A spokesman for Stratcom said in a statement after the first reports of the allegations against Hyten surfaced: “U.S. Strategic Command fully cooperated with the investigation by the Air Force Office of Special Investigations. According to Air Force officials, there was insufficient evidence to support any finding of misconduct on the part of Gen Hyten.”

Air Force Col. DeDe Halfhill, a Pentagon spokeswoman, told the AP that Hyten’s nomination remained on course. “With more than 38 years of service to our nation, General Hyten has proven himself to be a principled and dedicated patriot,” she said.

A senior Air Force official told the AP investigators went through 10,000 pages of documents, conducted interviews with as many as 50 people, and “pursued every lead but did not uncover evidence to support the allegations.”

Senate Armed Services Committee Chairman Jim Inhofe (R-OK) told reporters last week he does not think the allegations would derail Hyten’s nomination. “They had a thorough hearing on that and they came to the conclusion that there’s no wrongdoing, there’s no verification on the accusations against him,” he told reporters on July 11.

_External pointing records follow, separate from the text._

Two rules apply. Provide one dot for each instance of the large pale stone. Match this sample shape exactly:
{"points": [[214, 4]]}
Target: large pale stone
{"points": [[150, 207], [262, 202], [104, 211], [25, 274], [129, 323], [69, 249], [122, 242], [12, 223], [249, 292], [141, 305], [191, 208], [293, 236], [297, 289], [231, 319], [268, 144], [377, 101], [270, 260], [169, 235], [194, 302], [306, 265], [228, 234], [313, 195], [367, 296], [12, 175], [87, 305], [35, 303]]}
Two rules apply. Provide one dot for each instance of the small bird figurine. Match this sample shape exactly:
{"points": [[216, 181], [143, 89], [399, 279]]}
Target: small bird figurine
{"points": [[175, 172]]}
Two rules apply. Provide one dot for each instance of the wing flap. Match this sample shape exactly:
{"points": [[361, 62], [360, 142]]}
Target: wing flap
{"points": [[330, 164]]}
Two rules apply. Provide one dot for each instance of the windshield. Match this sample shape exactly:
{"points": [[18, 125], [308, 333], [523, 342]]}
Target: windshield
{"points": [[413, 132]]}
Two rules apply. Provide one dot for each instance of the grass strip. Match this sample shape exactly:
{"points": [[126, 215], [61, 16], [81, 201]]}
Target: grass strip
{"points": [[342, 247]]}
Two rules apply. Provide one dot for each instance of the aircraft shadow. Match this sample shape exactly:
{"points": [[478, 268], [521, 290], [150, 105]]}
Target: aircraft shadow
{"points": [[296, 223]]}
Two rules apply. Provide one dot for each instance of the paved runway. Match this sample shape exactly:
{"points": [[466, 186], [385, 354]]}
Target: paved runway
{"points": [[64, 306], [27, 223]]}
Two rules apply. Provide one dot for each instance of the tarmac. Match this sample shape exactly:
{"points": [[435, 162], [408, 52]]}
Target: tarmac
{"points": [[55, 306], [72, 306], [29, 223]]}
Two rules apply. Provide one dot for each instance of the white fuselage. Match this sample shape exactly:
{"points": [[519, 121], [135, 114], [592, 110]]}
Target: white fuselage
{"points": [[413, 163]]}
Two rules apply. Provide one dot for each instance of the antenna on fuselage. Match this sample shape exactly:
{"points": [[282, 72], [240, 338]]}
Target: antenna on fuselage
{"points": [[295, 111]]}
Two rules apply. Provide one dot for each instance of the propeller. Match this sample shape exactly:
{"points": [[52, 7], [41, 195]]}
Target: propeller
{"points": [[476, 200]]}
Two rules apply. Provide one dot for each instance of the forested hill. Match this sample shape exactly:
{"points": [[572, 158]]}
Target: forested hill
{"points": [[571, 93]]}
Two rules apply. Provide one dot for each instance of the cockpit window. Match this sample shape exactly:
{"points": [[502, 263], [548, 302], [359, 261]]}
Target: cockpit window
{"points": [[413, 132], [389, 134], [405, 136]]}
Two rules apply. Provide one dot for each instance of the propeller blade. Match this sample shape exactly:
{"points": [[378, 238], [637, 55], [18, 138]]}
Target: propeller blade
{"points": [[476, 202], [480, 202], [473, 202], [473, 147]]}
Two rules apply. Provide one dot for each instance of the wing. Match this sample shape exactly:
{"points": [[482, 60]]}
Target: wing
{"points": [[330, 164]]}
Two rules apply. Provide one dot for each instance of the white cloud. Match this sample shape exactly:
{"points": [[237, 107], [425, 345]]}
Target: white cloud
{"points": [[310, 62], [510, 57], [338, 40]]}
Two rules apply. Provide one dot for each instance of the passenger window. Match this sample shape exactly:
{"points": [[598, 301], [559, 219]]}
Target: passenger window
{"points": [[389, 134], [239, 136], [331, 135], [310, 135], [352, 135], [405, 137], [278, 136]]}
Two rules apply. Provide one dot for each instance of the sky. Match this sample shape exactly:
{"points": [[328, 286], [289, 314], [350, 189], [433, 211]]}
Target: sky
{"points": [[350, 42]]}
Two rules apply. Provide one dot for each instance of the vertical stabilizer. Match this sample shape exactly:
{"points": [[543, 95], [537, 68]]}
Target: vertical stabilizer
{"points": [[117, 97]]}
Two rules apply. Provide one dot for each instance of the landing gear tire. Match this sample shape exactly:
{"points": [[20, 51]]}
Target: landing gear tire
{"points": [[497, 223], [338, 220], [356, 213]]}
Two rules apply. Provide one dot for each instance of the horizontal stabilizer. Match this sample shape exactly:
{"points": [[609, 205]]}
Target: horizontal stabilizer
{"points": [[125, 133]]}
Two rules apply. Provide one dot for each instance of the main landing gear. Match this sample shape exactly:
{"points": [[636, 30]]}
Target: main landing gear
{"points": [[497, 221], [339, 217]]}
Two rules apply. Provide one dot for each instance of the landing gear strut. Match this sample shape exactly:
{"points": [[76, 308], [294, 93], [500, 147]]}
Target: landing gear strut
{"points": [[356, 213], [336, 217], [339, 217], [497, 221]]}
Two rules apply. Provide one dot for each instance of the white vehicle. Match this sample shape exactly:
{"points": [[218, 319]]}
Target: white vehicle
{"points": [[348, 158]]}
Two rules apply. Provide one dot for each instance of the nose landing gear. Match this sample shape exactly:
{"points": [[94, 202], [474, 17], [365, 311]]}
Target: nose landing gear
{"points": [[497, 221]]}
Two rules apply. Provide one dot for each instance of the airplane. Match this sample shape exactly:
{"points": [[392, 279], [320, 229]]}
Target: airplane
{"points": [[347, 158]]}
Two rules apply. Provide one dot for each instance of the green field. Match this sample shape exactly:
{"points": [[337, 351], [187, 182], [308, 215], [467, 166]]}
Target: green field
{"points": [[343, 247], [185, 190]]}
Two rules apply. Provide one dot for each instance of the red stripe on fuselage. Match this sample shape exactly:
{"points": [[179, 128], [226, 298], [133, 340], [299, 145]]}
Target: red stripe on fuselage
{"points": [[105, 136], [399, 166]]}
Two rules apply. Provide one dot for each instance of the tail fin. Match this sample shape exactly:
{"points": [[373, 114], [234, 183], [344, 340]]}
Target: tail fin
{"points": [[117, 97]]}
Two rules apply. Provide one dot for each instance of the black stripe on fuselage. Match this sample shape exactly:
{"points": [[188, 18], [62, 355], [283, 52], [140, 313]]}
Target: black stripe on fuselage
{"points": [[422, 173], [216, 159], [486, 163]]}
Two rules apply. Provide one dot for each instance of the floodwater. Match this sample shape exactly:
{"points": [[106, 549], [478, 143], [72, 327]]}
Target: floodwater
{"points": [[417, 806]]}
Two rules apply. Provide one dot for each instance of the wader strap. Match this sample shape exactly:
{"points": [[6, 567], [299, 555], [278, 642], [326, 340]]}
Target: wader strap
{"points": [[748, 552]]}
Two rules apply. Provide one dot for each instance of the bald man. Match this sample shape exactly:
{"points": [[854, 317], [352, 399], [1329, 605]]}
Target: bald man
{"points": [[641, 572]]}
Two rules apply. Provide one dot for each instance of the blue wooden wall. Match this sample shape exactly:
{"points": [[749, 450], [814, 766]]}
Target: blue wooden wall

When asked if his nomination was in trouble, Inhofe responded, “I assume it’s not, because he was given a clean bill of health and there is not anything behind the accusations that require any kind of action.”

His office did not respond to a query on Friday over the status of Hyten’s nomination.

The Army colonel on Tuesday testified to the Senate Armed Services Committee behind closed-doors from 9:00 a.m. to 1:00 p.m., according to Defense News. She has chosen to remain anonymous to date, although she has also spoken to several media outlets.

Duckworth told reporters after the testimony that she found the woman to be credible and that the testimony raised new questions about the military investigation that cleared Hyten.

“I’m pleased she was allowed to speak,” said Duckworth. “I thought she conducted herself very professionally, and she was very believable.”